Could more dams have helped power-poor Pakistan escape some of the devastation from the monsoon floods? The construction of large-scale dams has always been a contentious political issue among the four provinces vying for their share of water. Now could events finally be favoring the most controversial of all, the never-built Kalabagh Dam?

Touring affected areas in the Punjab, Prime Minister Yousaf Raza Gilani said the dam would have contained much of the floodwaters had it existed. Others agree. “If Kalabagh Dam had been there, this flood would have been much smaller,” says Shamsul Mulk, former chief of the Water and Power Development Authority. During peak flooding, the meteorological department measured a discharge of 820,000-cubic-feet per second at Kalabagh—well within the design capacity of the dam. Kalabagh would also have afforded greater reaction time for evacuations, says Mulk.

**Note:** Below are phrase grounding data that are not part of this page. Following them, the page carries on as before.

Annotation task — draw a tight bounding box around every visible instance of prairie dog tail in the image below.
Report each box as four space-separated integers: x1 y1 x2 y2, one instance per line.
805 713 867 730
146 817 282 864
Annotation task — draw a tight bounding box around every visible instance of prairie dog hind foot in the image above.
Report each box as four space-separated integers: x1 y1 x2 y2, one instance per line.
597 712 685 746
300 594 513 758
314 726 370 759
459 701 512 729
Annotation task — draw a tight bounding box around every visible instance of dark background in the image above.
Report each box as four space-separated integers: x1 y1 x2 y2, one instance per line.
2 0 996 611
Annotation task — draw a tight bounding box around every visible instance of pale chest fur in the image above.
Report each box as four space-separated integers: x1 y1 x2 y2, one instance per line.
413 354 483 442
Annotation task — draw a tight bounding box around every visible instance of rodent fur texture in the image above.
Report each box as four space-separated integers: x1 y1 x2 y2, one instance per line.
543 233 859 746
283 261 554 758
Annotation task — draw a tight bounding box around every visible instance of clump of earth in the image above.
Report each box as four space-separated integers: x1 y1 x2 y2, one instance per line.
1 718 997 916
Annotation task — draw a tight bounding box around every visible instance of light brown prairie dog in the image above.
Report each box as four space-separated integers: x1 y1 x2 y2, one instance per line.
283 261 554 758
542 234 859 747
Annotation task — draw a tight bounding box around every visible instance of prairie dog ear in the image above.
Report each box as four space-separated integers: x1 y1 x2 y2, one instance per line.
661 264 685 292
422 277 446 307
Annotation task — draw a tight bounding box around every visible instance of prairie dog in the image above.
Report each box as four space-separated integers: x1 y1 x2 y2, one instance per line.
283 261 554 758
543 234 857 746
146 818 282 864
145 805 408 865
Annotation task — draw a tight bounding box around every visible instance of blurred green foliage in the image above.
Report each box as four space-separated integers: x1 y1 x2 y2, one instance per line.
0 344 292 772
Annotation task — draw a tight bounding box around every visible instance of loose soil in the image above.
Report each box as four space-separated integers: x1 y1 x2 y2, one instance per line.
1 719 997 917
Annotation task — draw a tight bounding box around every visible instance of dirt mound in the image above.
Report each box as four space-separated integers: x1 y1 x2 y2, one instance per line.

While the dam has the cautious support of the Pakistan Muslim League (Nawaz), which is in power in the Punjab, others, like the Awami National Party, maintain their opposition. The ANP believes Kalabagh would have limited flooding in the Punjab but only at the expense of the Khyber-Pakhtunkhwa province, which it governs. “We will not allow anyone to submerge Peshawar,” says Iftikhar Hussain, spokesman for the provincial government in Peshawar.

Trust, like electricity, is in short supply in Pakistan. Kalabagh, which has been kicking around since 1953, may have to wait a little longer.